Randomized allocation only. Useful for:

  • Debugging allocation patterns
  • Performance comparison
  • Applications with regular allocation patterns

Compatibility Notes

  • Transparent huge pages: Should be disabled (conflicts with 4KB page granularity)
  • Direct huge page allocation: Still supported via mmap interfaces
  • Security features: Compatible with ASLR, DEP, etc.
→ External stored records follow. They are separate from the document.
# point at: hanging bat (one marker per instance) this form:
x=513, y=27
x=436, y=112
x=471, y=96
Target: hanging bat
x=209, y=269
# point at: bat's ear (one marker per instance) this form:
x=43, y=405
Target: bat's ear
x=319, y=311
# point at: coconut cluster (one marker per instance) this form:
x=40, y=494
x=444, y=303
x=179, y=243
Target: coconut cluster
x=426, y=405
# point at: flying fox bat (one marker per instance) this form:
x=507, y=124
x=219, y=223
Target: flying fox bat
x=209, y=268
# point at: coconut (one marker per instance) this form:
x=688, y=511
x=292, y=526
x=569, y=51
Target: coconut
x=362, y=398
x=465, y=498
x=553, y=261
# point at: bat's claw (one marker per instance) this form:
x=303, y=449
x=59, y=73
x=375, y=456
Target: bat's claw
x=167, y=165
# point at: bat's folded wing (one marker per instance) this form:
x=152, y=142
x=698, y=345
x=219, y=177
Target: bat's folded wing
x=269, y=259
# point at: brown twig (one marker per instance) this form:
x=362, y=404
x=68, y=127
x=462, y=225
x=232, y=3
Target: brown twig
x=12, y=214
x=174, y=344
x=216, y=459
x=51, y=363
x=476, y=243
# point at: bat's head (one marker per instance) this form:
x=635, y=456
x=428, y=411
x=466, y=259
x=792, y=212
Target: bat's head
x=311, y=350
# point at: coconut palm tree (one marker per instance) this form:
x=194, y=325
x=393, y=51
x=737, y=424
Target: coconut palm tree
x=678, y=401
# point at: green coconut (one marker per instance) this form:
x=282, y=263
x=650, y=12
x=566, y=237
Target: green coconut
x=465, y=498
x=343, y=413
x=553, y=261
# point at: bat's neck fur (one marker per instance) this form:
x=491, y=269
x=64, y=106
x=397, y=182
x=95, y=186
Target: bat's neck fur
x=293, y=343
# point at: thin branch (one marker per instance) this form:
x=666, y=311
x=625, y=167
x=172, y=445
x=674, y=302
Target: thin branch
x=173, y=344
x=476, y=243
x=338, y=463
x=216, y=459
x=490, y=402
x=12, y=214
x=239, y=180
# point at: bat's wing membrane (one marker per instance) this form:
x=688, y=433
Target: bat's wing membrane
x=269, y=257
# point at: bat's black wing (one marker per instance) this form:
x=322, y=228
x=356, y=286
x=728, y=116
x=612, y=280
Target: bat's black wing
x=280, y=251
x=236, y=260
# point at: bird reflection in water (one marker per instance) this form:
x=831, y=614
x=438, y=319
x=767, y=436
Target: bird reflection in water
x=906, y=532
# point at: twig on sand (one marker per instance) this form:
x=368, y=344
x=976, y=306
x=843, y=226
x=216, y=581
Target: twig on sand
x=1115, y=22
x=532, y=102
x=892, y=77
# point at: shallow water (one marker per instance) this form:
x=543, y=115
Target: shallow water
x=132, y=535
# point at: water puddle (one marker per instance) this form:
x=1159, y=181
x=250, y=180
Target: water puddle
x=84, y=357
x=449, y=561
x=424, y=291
Limitations and Considerations

When Mesh is Most Effective

  • High fragmentation: Many partially-filled pages
  • Long-running applications: Time for fragmentation to develop
  • Mixed allocation sizes: Benefits from cross-size-class redistribution
  • Memory-constrained environments: Where savings matter most

When Mesh May Be Less Effective

  • Sequential allocation patterns: Without enough entropy for meshing
  • Very large allocations: >16KB objects not meshed
  • Short-lived programs: Insufficient time for meshing benefits
  • Full pages: Nothing to compact when pages are dense

Overhead Considerations

  • Virtual address space: 2× consumption in worst case (unmeshed pages)
  • TLB pressure: Multiple virtual pages per physical page
  • Page faults: Initial access to meshed pages
  • Memory bandwidth: Copying during mesh operations

Implementation Status

Platform Support

  • Linux: Full support (primary platform)
  • macOS: Full support
  • 64-bit only: Current implementation requires 64-bit address space

Integration

  • Drop-in replacement: No code changes required
  • Standard API: Full malloc/free/realloc/memalign support
  • Statistics: mallctl API for runtime introspection
  • Open source: Apache 2.0 license

Key Insights and Innovations

Revolutionary Concepts

  1. Compaction without relocation: Previously thought impossible for C/C++
  2. Virtual memory as abstraction layer: Leverages MMU for pointer stability
  3. Randomization for meshability: Probabilistic approach to fragmentation

Theoretical Contributions

  1. Breaks Robson bounds: First allocator to provably avoid worst-case fragmentation
  2. Cross-size-class redistribution: Unique ability to move memory between classes
  3. Formal analysis: Rigorous probabilistic guarantees on effectiveness

Practical Impact

  1. Automatic memory savings: No application changes required
  2. Compatible with existing code: True drop-in replacement
  3. Solves real problems: Demonstrated savings in Firefox and Redis

Summary

Mesh represents a breakthrough in memory management for unmanaged languages, achieving what was previously thought impossible: automatic compaction for C/C++ applications. Through the novel combination of meshing (virtual page remapping), randomized allocation, and efficient mesh search algorithms, Mesh provides:

  • Significant memory savings: 16-39% reduction in real applications
  • Theoretical guarantees: Breaks classical fragmentation bounds
  • Practical deployment: Drop-in replacement requiring no code changes
  • Low overhead: <1% performance impact in most cases

The key innovation—compaction without relocation—opens new possibilities for memory management in systems programming, potentially influencing future language runtimes and operating system designs.